The vaccine is intended to help prevent lower respiratory tract disease caused by respiratory syncytial virus in infants from birth to 6 months of age.
The FDA has approved the first ever maternal vaccine to prevent the development of lower respiratory tract disease caused by respiratory syncytial virus (RSV) in infants from birth to age 6 months. The bivalent RSV prefusion F (RSVpreF) vaccine from Pfizer is unadjuvanted and composed of 2 preF proteins selected to optimize protection against RSV A and B strains.
The vaccine, administered to preganant women through 32 and 36 weeks gestational age, is potentially a game-changer for infant health after the US experienced a particularly bad RSV season in 2022. The approval is an expanded indication of the company's RSVpreF vaccine, which was first approved in May for the prevention of severe LRTD in adults age 60 and older.
The FDA’s decision is based on data from the pivotal, randomized, double-blind, placebo-controlled phase 3 clinical trial MATISSE (NCT04424316), which evaluated efficacy, safety, and immunogenicity of the vaccine against LRTD and severe LRTD due to RSV in infants born to healthy individuals who were vaccinated during pregnancy. The trial, which was conducted in 18 countries over 4 RSV seasons, followed infants for up to 2 years.
Overall, 3682 maternal participants aged 49 years or younger, at 24-36 weeks’ gestation on the day of planned RSVpreF injection, received a single intramuscular injection of 120 μg of RSVpreF vaccine and 3676 received placebo, with investigators subsequently evaluating 3570 and 3558 infants, respectively.
Within 90 days of birth, medically attended severe RSV-associated lower respiratory tract illness occurred in 6 infants of women in the vaccine group and 33 infants of women in the placebo group, for a vaccine efficacy of 81.8%. At 180 days after birth, there were 19 cases of medically attended severe RSV-associated lower respiratory tract illness in the RSVpreF infants and 62 cases in the placebo group, meeting the primary efficacy end points.

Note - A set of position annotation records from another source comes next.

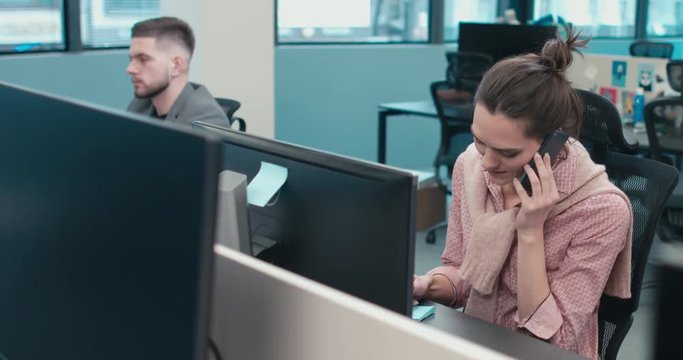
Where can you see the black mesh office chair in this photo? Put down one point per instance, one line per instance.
(601, 126)
(647, 184)
(230, 106)
(453, 102)
(656, 49)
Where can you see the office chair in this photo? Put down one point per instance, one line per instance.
(601, 127)
(647, 184)
(645, 48)
(453, 102)
(230, 106)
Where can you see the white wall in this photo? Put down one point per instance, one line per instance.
(234, 55)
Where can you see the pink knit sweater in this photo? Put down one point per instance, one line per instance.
(587, 244)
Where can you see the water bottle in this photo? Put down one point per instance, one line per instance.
(638, 108)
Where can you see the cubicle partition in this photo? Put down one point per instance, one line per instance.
(617, 77)
(262, 312)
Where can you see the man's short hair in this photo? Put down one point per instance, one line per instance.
(167, 28)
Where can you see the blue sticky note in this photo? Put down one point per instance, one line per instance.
(421, 312)
(266, 183)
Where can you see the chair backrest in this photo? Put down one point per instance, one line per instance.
(465, 70)
(674, 73)
(230, 106)
(656, 49)
(647, 184)
(455, 116)
(664, 125)
(601, 127)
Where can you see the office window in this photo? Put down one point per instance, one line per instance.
(599, 18)
(31, 25)
(455, 11)
(107, 23)
(352, 21)
(664, 18)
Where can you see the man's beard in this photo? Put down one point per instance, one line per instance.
(153, 91)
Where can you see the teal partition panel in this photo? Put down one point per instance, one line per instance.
(326, 97)
(95, 76)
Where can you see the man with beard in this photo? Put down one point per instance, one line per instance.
(160, 54)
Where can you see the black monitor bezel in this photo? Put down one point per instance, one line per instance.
(330, 161)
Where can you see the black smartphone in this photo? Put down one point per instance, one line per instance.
(551, 145)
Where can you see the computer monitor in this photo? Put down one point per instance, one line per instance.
(346, 223)
(106, 232)
(501, 40)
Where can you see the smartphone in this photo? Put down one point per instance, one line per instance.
(551, 145)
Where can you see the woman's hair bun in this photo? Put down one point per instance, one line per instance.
(557, 53)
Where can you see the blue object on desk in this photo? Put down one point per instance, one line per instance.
(266, 183)
(421, 312)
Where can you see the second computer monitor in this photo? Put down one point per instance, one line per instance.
(346, 223)
(501, 41)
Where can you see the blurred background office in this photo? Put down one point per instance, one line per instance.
(316, 74)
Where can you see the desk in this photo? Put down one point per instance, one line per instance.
(503, 340)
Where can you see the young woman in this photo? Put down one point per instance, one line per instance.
(535, 263)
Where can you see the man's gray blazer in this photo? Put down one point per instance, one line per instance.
(195, 103)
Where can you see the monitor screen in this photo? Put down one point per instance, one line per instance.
(106, 232)
(501, 40)
(346, 223)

The incidence of adverse events were similar between the active and placebo groups in both mothers and infants, with investigators concluding that the vaccine had a good safety profile.
After reviewing all available trial data during an FDA Vaccines and Related Biological Products Advisory Committee (VRBPAC) meeting in May, the committee voted 14 to 0 in favor of the efficacy of RSVpreF and 10 to 0 in favor of the safety.
“I'm a pediatrician,” said study author and investigator Iona M. Munjal, MD, director of clinical research and development at Pfizer, and “if I could prevent half of the babies coming into the hospital, I would. 82% [efficacy] for me is a really, really amazing achievement for the vaccine. And we're very excited.”
Pfizer is continuing to study the efficacy and safety of Abrysvo for RSV, including a trial being conducted in children age 2 to 18 at higher risk for RSV disease, as well as a second trial is evaluating adults ages 18 to 60 at higher risk for RSV due to underlying medical conditions including asthma, diabetes and COPD, and adults ages 18 and older who are immunocompromised and at high-risk for RSV. The company also plans on conducting post-marketing studies to continue to monitor the safety of the vaccine.